This is the most successful version of my kite aerial photography rig. It took 3 prototypes and 3 or 4 refinements to get to this design. The first one was too flimsy, the next one was too heavy, until I finally had enough lift and a light enough load. It’s been 3 years since I looked at this design, so I think I’m going to scrap it and start over. I can still use what I’ve learned about the process. Here are some things to keep in mind if you’re trying to start into aerial photography.
Buy rechargeable AA batteries and standardize on them. The Nikon 885 uses a special battery, $13 a piece.
I’m going to try a plastic frame next time. My first metal frame was WAY too heavy. Think about weight from the beginning.
Think bigger about the kite, and smaller about the rig.
I’m not sure that the frame within a frame design is the best one to go with.
I think it would be a good idea to control the orientation of the camera from the ground. With this rig, I have to bring it down to the ground to change the yaw or pitch of the camera. I could achieve Pitch just by adding a servo to the outside frame and changing the middle nuts/bolts into ball bearing joints. Yaw is a little more complicated. The yellow wheel on my rig was me thinking about controlling yaw from the ground. It’s geared, but I couldn’t find a satisfactory way to turn it with a servo. Most of the connections I thought of put too much weight on the small shaft of the servo. I think a rod and gear design is the best way to connect the frame to the Picavet. Close to what I did above, but with the gear connected to the bolt, and a rotating joint at the head of the bolt. I’m going to have to be very precise when I drill the holes for the bolt and the servo. If they don’t rotate around each other in a perfect circle, the gears will wear, or the rotation will stop.

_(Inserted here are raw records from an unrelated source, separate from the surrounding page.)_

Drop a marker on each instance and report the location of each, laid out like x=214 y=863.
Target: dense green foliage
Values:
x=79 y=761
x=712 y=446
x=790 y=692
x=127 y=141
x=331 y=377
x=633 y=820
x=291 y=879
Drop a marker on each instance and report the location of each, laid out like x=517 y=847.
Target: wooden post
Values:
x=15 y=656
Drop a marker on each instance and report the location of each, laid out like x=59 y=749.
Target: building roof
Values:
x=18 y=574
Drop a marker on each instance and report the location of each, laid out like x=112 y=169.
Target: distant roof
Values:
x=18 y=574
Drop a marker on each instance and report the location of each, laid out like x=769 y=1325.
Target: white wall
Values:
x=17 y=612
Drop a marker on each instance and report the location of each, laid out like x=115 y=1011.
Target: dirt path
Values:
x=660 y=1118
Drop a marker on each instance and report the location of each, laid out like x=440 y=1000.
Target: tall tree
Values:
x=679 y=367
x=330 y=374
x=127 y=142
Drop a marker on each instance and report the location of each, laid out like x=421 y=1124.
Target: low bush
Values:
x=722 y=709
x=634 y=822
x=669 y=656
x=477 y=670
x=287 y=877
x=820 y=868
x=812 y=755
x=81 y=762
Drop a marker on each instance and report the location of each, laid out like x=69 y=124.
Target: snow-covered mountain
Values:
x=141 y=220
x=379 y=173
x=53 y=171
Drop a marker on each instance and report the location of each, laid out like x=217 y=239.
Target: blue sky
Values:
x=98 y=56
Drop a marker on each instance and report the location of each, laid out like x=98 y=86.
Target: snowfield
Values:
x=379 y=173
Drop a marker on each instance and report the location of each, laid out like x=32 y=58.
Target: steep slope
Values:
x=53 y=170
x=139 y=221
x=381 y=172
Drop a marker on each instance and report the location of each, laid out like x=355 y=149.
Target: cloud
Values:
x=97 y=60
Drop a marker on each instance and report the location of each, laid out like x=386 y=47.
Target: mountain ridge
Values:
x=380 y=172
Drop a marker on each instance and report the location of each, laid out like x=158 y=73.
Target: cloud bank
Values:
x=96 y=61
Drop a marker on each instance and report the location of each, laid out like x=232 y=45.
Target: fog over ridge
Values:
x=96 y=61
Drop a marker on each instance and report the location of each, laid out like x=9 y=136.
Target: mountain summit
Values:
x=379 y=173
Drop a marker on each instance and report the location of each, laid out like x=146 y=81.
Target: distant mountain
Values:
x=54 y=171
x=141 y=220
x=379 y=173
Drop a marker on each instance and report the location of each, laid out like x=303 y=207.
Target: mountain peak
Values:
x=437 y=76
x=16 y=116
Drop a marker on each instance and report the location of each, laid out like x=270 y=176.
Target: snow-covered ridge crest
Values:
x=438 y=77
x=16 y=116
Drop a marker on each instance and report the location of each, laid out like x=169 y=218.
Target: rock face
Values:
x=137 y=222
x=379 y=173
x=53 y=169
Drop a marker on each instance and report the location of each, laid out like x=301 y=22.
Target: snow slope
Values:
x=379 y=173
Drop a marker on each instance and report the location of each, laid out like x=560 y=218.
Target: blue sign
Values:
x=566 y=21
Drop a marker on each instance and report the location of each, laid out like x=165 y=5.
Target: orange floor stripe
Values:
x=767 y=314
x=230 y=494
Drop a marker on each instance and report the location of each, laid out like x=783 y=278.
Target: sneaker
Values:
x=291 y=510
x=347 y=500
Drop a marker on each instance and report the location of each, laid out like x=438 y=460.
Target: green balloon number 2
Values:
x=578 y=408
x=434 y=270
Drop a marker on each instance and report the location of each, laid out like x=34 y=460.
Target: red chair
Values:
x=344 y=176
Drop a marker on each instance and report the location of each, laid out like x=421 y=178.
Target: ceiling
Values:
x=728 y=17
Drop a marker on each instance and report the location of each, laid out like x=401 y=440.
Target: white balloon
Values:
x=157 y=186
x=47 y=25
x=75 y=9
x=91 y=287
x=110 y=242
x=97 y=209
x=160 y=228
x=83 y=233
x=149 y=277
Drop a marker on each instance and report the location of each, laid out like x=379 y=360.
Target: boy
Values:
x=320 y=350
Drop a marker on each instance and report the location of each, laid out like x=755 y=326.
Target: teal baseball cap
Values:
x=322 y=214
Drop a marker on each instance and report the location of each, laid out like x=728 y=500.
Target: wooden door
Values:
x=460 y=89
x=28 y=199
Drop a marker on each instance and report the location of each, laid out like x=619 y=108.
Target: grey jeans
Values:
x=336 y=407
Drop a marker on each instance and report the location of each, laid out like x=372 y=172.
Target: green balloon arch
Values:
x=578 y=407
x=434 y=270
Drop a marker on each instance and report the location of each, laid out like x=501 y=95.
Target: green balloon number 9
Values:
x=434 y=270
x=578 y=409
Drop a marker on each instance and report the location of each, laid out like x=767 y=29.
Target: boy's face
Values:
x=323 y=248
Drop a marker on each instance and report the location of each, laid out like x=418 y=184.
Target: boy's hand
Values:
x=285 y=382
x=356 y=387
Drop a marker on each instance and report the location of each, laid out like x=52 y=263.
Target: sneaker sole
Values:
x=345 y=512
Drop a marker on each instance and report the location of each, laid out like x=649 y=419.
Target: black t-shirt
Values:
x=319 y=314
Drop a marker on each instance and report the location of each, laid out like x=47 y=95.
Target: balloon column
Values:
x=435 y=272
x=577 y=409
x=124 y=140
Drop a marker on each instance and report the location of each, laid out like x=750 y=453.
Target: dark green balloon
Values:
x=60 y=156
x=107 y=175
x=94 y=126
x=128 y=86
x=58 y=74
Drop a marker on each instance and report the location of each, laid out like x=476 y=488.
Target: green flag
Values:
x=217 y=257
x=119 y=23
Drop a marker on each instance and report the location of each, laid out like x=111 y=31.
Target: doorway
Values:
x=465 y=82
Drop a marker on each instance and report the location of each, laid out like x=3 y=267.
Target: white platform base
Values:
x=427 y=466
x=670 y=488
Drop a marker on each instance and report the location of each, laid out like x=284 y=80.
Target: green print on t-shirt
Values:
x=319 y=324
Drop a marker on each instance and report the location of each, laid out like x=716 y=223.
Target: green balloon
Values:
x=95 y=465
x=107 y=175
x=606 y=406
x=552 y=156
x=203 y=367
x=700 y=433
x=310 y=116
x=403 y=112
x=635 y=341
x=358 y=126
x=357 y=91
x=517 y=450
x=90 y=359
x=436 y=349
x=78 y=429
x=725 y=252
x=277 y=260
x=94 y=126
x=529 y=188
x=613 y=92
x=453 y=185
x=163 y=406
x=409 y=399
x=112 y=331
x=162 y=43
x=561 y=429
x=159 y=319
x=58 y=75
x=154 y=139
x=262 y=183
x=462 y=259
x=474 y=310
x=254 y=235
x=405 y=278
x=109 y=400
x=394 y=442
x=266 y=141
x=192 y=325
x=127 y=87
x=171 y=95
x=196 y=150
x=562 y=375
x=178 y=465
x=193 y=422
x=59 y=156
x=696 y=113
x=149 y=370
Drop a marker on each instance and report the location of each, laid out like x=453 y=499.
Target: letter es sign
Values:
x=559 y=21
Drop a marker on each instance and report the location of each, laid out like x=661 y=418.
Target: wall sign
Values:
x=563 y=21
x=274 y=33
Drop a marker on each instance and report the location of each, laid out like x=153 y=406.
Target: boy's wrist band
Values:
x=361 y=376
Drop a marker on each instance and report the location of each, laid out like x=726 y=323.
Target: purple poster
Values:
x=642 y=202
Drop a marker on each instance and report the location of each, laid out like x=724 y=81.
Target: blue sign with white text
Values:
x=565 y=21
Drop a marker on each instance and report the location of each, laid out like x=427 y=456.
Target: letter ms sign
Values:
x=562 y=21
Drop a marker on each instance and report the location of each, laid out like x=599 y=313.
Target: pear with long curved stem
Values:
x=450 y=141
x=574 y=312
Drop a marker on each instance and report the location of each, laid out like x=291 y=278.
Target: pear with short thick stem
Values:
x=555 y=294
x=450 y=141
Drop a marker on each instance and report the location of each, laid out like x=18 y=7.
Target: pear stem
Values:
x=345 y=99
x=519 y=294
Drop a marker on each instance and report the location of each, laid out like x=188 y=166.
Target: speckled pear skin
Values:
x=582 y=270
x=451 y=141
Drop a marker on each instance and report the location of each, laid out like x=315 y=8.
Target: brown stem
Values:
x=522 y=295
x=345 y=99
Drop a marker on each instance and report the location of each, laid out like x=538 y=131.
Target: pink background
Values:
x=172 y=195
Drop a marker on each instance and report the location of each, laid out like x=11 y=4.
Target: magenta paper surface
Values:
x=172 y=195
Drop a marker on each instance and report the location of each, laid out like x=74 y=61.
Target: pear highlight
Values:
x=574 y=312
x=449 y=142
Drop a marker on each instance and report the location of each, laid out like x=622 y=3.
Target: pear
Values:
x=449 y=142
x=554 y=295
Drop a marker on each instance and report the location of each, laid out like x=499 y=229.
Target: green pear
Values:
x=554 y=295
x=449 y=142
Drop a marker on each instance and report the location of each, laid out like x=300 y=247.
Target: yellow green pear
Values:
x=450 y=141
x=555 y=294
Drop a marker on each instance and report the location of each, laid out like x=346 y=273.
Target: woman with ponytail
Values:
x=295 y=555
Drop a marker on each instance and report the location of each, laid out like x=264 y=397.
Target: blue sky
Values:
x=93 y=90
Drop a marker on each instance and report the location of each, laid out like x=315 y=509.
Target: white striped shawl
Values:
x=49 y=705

I’ve been toying with the idea of replacing the kite with RC helicopter blades. That would require a stabilization system and more sophisticated power controls than I have. As I was researching the idea, I ran across the Dragonfly company. My idea was for three booms and single engines, but I think their design of double engines on quad booms is much better. The complexity of powered aerial photography quickly got out of hand. here are some youtube videos of people trying to lift things with RC helicopters.
So, I’m back to the Kite and camera. Cameras have gotten a lot smaller and lighter in the last couple years, so I think it’s a good time to try some KAP.